Baca juga: 9 Tips Menurunkan Tekanan Darah Tinggi Tanpa Obat

2. Buah Kaya Kalium yang Membantu Tubuh “Membuang” Garam

Pisang, alpukat, dan melon termasuk buah yang tinggi kalium.

Nutrisi ini berperan penting dalam menyeimbangkan kadar natrium dalam tubuh.

Ahli gizi dari Ohio State University Wexner Medical Center, Liz Weinandy, menjelaskan:

“Ketika tekanan darah tinggi, tubuh Anda bekerja untuk mengeluarkan lebih banyak natrium.”

Dengan mengonsumsi makanan kaya kalium, tubuh akan lebih efektif membuang kelebihan garam, sehingga tekanan darah bisa lebih stabil.

3. Bit yang Punya Efek Nyata Turunkan Tekanan Darah

Bit mungkin bukan makanan favorit banyak orang, tapi manfaatnya cukup signifikan.

Ahli diet kardiologi preventif, Michelle Routhenstein, menyebutkan bahwa bit mengandung nitrat dan kalium yang mendukung kesehatan pembuluh darah.

Penelitian menunjukkan jus bit dapat menurunkan tekanan darah sistolik sekitar 4–10 mmHg pada orang dengan tekanan darah tinggi atau prehipertensi.

Artinya, efeknya tidak hanya terasa, tapi juga terukur.

4. Oat yang Diam-Diam Jaga Tekanan Darah Lewat Kolesterol

Oat dikenal sebagai makanan tinggi serat, terutama beta-glukan.

Serat ini membantu menurunkan kolesterol dan mencegah penumpukan plak di pembuluh darah.

Menurut Geoffrey Abbott, kondisi ini berkontribusi dalam menjaga tekanan darah tetap stabil.

Namun, Liz Weinandy mengingatkan bahwa efeknya bisa berbeda pada setiap orang.

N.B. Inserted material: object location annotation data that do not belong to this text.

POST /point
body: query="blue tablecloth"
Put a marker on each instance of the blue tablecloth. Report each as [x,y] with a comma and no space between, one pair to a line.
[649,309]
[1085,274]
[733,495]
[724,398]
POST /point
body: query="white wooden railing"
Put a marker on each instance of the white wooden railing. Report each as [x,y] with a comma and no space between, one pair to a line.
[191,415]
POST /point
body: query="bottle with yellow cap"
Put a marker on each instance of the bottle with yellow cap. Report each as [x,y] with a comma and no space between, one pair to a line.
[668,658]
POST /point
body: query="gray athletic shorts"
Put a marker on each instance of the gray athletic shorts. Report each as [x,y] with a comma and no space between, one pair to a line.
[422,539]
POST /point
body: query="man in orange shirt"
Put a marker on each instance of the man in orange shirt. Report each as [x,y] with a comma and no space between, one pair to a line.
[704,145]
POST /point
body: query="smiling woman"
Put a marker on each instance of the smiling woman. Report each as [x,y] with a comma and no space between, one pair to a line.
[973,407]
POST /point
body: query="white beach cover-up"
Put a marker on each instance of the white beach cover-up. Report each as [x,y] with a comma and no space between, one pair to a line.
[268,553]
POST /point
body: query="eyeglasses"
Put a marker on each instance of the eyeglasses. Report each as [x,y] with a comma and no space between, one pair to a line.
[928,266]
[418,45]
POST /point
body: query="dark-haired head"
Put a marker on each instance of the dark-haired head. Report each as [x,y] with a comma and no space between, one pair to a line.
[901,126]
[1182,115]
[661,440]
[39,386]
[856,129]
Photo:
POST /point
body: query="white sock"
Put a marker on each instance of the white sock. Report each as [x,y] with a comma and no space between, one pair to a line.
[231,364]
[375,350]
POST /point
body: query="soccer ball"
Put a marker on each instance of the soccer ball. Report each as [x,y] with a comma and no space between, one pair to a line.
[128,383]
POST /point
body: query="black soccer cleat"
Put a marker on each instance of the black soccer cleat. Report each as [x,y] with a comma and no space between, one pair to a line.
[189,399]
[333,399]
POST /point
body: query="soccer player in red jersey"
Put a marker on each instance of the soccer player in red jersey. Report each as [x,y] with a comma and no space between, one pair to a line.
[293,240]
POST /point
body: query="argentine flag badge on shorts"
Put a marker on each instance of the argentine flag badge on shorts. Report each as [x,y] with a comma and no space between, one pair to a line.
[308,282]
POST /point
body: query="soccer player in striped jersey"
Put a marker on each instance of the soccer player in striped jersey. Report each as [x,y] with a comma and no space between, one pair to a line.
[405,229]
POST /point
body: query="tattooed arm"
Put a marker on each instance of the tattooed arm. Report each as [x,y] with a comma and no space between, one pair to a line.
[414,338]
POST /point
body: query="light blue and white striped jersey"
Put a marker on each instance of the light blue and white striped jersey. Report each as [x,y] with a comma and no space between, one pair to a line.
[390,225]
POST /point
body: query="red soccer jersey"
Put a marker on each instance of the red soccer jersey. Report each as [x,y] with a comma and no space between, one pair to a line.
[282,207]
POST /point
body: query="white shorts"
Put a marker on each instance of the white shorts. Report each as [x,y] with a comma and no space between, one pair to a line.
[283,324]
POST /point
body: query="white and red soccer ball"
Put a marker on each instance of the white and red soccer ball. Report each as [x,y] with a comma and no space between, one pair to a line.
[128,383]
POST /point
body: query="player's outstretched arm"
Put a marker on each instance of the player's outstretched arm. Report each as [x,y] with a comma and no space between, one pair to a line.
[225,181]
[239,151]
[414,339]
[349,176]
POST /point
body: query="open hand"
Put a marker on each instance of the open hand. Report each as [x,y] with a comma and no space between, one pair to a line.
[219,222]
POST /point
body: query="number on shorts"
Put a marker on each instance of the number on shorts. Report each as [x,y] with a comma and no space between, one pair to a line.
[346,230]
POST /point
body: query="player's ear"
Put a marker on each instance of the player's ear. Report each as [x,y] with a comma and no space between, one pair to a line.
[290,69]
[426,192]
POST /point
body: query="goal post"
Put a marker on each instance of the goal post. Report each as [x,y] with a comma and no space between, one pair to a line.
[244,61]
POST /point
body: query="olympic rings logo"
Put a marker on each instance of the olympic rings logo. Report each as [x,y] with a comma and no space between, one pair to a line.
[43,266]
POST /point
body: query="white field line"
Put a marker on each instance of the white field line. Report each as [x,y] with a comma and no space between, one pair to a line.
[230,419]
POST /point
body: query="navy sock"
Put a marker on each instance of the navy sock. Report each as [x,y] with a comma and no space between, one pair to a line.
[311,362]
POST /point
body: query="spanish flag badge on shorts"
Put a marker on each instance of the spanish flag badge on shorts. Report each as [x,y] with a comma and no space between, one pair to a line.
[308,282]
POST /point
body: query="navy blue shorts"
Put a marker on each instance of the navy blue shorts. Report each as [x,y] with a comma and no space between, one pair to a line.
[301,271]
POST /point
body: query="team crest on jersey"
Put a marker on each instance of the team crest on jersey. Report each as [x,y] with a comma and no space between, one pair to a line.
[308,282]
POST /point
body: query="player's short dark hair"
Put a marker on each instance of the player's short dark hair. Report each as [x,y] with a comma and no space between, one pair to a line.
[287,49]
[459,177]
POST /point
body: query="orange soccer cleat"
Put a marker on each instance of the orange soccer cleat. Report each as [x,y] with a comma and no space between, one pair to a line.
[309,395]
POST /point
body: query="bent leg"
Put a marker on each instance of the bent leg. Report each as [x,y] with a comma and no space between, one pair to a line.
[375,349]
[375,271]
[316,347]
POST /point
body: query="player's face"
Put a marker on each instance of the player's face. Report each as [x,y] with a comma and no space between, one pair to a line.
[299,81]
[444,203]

“Beberapa penelitian menunjukkan bahwa oat bermanfaat untuk menurunkan tekanan darah, sementara penelitian lain menunjukkan tidak ada efek,” ujarnya.

5. Ikan Berlemak yang Melindungi Jantung dari Dalam

Salmon, sarden, dan makarel mengandung asam lemak omega-3 yang dikenal baik untuk kesehatan jantung.

Menurut Michelle Routhenstein, nutrisi ini membantu mengurangi peradangan dan memperlancar aliran darah.

“Konsumsi ikan berlemak secara teratur, setidaknya dua hingga tiga porsi per minggu, dikaitkan dengan penurunan risiko kardiovaskular, peningkatan profil lipid, dan tekanan darah yang lebih sehat,” jelasnya.

6. Cokelat Hitam yang Bisa Dinikmati Tanpa Rasa Bersalah

Cokelat hitam sering dianggap sebagai camilan “nakal”, padahal dalam jumlah moderat justru bermanfaat.

Profesor kesehatan masyarakat dari Sacred Heart University, Jacqueline Vernarelli, menjelaskan bahwa kandungan flavanol dalam kakao membantu menjaga elastisitas pembuluh darah.

"Flavanol kakao membuat arteri lebih fleksibel dan tidak kaku, yang mengurangi hambatan terhadap aliran darah," ujarnya.

Namun, penting untuk memilih cokelat dengan kandungan kakao minimal 70 persen dan tidak berlebihan.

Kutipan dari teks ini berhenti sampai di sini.